After a winding military career that took him and his family all over the world, Maj. Gen. Neal Creighton, former commanding general of Fort Riley and 1st Infantry Division, recently died with his wife, Joan, beside him.
The family said Creighton, who died on Sept. 15, will be buried at West Point at a later date.
Born in 1930 in Fort Sill, Oklahoma, Creighton followed in the military footsteps of his father, who was a career Army Air Corps officer that served in World War II.
When Creighton graduated from Chapel Hill High School, he attended Sullivan’s Preparatory School in Washington, D.C., before joining the U.S. Military Academy in West Point, New York, with the class of 1953.
He married his wife, Joan Hicks, in 1958 while stationed in Fort Knox, Kentucky. Creighton went on to attend the University of Madrid, Spain, and gained his master’s degree in foreign languages from Middlebury College in Vermont.
Creighton served as a faculty member at the U.S. Military Academy from 1960 to 1963, first as an instructor then assistant professor of Spanish. He and Joan adopted their daughter Linda while at West Point, then had Lisa and Neal while in Panama.
When he graduated from West Point, Creighton served 31 years in the military, eventually rising to the rank of major general.
In December 1982, Creighton became the commanding general of Fort Riley, coming off a stint as deputy chief of staff for the Allied Central Europe headquarters in the Netherlands.
Though it was his first time at Fort Riley then, Creighton had served with the 1st Infantry Division as a combat veteran in Vietnam in the ’60s and as commander of the division’s European-based forward element.
On March 15, 1984, Edward Seaton, then-publisher of The Mercury, wrote in an editorial crediting Creighton, who was leaving for a post with the Department of Defense, for helping forge relationships between the military and surrounding communities.
“Few Fort Riley commanders in recent years have won such respect from political and social leaders in Kansas as has this two-star general,” Seaton wrote. “The military’s role in American life is a distinctive one, and one that not every general is able to integrate so frictionlessly into the tapestry of the civilian communities that embrace a military installation.

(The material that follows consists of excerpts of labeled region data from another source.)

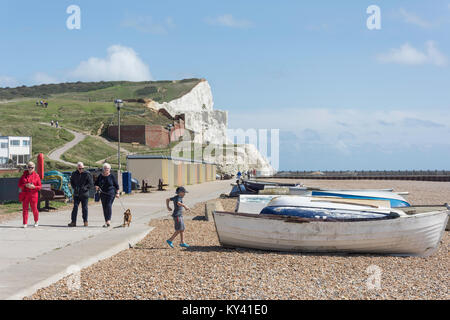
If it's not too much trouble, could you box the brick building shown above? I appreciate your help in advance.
[107,118,185,148]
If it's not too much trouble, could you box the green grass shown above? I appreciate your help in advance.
[0,201,68,214]
[0,79,201,102]
[0,79,206,171]
[61,136,126,167]
[53,79,200,102]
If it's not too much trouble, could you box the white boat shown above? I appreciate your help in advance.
[213,202,450,256]
[239,188,410,208]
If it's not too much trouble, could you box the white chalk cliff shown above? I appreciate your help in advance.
[148,80,275,175]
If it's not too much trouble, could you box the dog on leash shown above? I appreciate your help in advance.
[123,209,131,227]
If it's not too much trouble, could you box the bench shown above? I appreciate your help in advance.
[141,179,154,193]
[38,184,66,211]
[158,179,169,191]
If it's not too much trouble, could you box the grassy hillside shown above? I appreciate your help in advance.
[0,79,206,170]
[0,79,201,102]
[62,137,126,167]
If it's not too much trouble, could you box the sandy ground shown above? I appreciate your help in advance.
[29,181,450,299]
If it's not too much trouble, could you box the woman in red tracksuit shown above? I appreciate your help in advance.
[19,161,42,228]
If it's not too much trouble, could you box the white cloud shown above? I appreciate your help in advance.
[31,72,60,85]
[69,45,153,81]
[229,108,450,152]
[0,76,19,88]
[121,15,175,35]
[206,14,252,28]
[377,41,448,67]
[400,8,432,28]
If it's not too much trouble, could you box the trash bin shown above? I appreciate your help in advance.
[122,171,131,193]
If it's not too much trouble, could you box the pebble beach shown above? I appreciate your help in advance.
[26,180,450,300]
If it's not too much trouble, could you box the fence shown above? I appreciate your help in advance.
[0,178,20,203]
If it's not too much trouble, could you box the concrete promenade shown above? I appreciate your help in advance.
[0,180,231,300]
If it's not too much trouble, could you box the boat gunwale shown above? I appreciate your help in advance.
[213,209,450,224]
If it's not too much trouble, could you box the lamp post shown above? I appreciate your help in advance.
[166,123,173,156]
[114,99,123,187]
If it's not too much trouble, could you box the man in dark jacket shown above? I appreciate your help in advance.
[69,162,94,227]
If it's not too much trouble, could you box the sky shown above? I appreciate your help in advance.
[0,0,450,170]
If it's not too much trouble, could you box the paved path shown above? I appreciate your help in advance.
[0,181,231,299]
[48,128,86,166]
[41,122,133,166]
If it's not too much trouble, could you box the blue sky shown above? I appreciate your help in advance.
[0,0,450,170]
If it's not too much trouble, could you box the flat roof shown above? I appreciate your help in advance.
[127,154,216,165]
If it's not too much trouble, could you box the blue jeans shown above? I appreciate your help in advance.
[72,197,89,223]
[100,193,115,221]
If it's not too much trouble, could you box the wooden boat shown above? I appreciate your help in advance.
[213,202,450,256]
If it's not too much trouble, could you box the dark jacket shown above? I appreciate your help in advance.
[95,174,119,196]
[70,170,94,198]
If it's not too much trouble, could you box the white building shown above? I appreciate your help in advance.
[0,136,31,166]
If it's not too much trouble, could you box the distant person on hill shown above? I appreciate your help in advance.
[166,187,190,248]
[19,161,42,228]
[95,163,119,228]
[68,162,94,227]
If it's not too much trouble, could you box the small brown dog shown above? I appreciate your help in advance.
[123,209,131,227]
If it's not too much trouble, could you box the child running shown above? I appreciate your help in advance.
[166,187,190,248]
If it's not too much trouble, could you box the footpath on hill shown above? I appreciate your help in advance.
[0,180,230,300]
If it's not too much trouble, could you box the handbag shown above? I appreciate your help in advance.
[94,191,100,202]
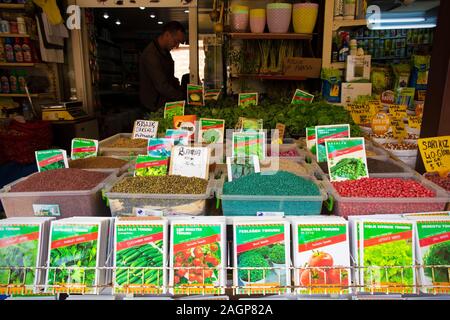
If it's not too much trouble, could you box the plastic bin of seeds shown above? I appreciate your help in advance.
[104,173,214,216]
[69,156,134,176]
[0,168,117,218]
[322,171,449,217]
[98,133,148,157]
[217,171,327,216]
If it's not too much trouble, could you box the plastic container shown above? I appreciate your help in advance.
[267,3,292,33]
[0,170,117,218]
[216,176,327,216]
[292,3,319,33]
[98,133,147,159]
[322,172,450,217]
[105,173,214,217]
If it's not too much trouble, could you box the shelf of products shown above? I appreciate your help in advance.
[228,33,313,40]
[333,19,367,31]
[0,3,25,10]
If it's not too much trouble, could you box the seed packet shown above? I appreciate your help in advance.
[315,124,350,162]
[198,118,225,144]
[35,149,69,172]
[71,138,98,160]
[233,217,291,294]
[359,219,416,294]
[187,84,205,106]
[45,217,110,294]
[134,154,169,177]
[169,217,226,294]
[0,217,54,295]
[238,92,258,107]
[291,217,351,294]
[147,138,174,157]
[113,217,168,294]
[164,100,186,119]
[325,138,369,182]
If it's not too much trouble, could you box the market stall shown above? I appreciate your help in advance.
[0,0,450,300]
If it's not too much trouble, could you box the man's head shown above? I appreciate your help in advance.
[158,21,186,51]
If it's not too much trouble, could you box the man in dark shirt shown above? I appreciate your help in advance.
[139,21,186,111]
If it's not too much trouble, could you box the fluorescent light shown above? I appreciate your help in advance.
[368,23,436,30]
[368,17,426,23]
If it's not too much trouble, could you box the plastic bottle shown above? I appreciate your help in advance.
[5,38,14,62]
[17,70,27,93]
[0,38,6,62]
[22,38,33,62]
[9,70,19,93]
[0,72,11,93]
[14,38,23,62]
[17,17,27,34]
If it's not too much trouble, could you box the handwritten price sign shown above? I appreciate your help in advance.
[418,136,450,174]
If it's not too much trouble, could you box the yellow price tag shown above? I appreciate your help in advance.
[389,104,408,119]
[418,136,450,174]
[391,119,408,140]
[408,116,422,129]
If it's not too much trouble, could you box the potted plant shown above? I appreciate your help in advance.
[266,0,292,33]
[292,1,319,33]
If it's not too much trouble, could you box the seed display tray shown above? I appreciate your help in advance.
[105,173,215,216]
[322,171,450,217]
[217,176,327,216]
[0,170,117,218]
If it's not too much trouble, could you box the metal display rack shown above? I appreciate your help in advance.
[0,265,450,300]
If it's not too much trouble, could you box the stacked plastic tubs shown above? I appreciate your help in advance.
[0,170,117,218]
[105,173,214,216]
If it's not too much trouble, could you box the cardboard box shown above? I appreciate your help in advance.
[283,57,322,78]
[341,82,372,106]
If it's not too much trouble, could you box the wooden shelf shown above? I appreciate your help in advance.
[0,93,39,98]
[228,32,313,40]
[231,74,306,81]
[0,3,25,9]
[0,62,34,67]
[0,33,30,38]
[333,19,367,31]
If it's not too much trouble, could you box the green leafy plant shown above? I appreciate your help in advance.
[423,241,450,282]
[364,240,413,285]
[238,251,269,282]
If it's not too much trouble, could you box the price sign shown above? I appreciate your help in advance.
[391,119,408,140]
[169,146,210,179]
[71,138,98,160]
[408,116,422,129]
[389,104,407,119]
[372,112,391,135]
[35,149,69,172]
[132,120,158,139]
[418,136,450,175]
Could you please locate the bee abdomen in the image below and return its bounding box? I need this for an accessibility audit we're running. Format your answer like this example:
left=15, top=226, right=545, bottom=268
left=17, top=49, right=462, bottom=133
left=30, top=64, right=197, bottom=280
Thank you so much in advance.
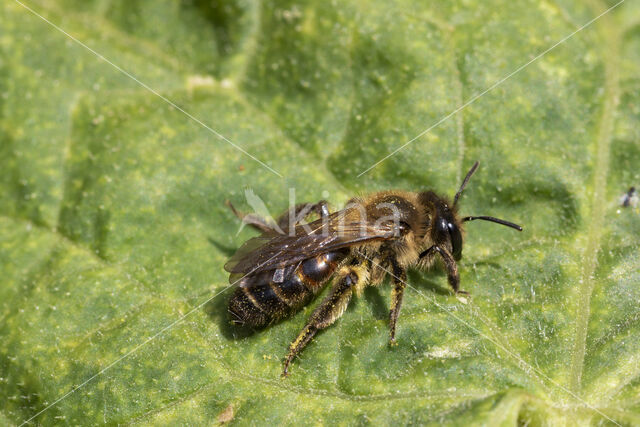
left=229, top=251, right=348, bottom=327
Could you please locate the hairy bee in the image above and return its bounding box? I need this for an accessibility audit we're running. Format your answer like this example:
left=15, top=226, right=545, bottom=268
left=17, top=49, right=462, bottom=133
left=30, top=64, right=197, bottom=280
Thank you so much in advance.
left=225, top=162, right=522, bottom=376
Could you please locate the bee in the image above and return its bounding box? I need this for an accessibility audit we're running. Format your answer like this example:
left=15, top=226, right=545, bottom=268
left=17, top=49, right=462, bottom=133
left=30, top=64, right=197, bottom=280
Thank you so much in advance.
left=225, top=162, right=522, bottom=376
left=620, top=187, right=638, bottom=208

This two-star general set a new standard for understanding, cooperation, friendliness, and joint existence that certainly has no finer example in the entire military establishment.”
While his career took him all over world — from a role in the Panama Canal negotiations to helping establish the National Training Center in California — and had him serving in several military leadership positions, Creighton wrote in his 2008 autobiography, “A Different Path: The Story of an Army Family,” that Fort Riley played a memorable part in his life as he retired from the Army not long after his posting there.
“I really can’t think of a better assignment to retire from than from being commander of the First Infantry Division,” Creighton wrote in the book. “It was a real culmination of my time in the Army. It was a pinnacle that I never imagined I would reach.”
After his military service, Creighton became president and CEO of the McCormick Foundation in Chicago, Illinois, in 1986. The foundation sponsored and built the 1st Infantry Division Museum in Wheaton, Illinois, during Creighton’s time.
During Creighton’s tenure, McCormick provided matching funds to support the YES! Fund in Manhattan.
The fund’s grants are given annually and support before- and after-school activities for Manhattan area youth.
Afterward, Creighton served as the interim president of Westminster College in Fulton, Missouri; executive director of The Liberty Memorial Project (now known as the National World War I Museum) in Kansas City, Missouri; and campaign director of the fundraising effort to build the National Museum of the U.S. Army, which is scheduled to open later this year in Washington, D.C.
Creighton’s son, Neal Creighton Jr., said his father always led the family with hope in mind, even as his health deteriorated. He recalled his father attending and supporting numerous sporting events, taking them on family vacations and showing him how to not take life so seriously and take care of his own family.
“I remember you encouraging me to never quit and enrolled me in team sports so I could learn to compete and work with others — but most importantly to never give up,” Neal wrote to his father this past Father’s Day. “This served me well in life at West Point, Ranger School, Desert Storm and all the business adversity in life. In these things, I never quit and led a much richer life because of you. Thank you for teaching me.”